After a reboot the filesystem seems to be fine. No files are missing,
all the data seems to be there, still no btrfs scrub or check errors,
and the temporary file d/e/.f.XXXXXX has gone away. d/e/f is still a
hardlink to a/b/c.
Although the filesystem is large, only a few thousand files are
involved in faster-dupemerge. I've tried to reproduce this in a smaller
filesystem but so far without success. The file it gets stuck on is
different on each run, and it doesn't stop on the first rename either.
It will usually get through a few dozen renames before getting stuck.
I have not been able to construct a simpler repro case so far
(e.g. by making thousands of clones and hardlinking them without using
faster-dupemerge). Along the way I have found some other variables that
may be significant:
- this filesystem has skinny_metadata and no_holes flags (in addition
to mkfs defaults like big_metadata). I have no other filesystems with
these options, and I also have not observed this problem on any of the
- I am using zlib compression on all btrfs filesystems, with or without
this issue. The files involved in the rename hangs have included both
compressed and uncompressed files (e.g. vmlinuz and C source files).

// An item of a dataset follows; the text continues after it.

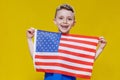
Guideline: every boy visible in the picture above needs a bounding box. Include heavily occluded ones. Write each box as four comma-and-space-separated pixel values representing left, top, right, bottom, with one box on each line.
27, 4, 106, 80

- the specific files that are involved in this issue were btrfs clones
(made by cp --reflink=always) to start with, so the rename is replacing
one inode's shared file extents with another inode's references to the
same extents. I have not been able to reproduce this particular bug
with ordinary copies of files.
- the NFS server may be involved somehow? I attempted to reproduce
this on the same filesystem but in a directory that was not exported
via NFS, and could not after several dozen attempts. When I moved
the test file tree under a directory that is NFS exported, the problem
occurs so often that I can't finish processing the tree a single time
with faster-dupemerge. On the other hand, if I stop the NFS server the
problem does not seem to go away, so the problem may be related to some
feature hiding in the directory metadata on my filesystem and not to
the NFS server at all.
That's all I've got so far. Any ideas?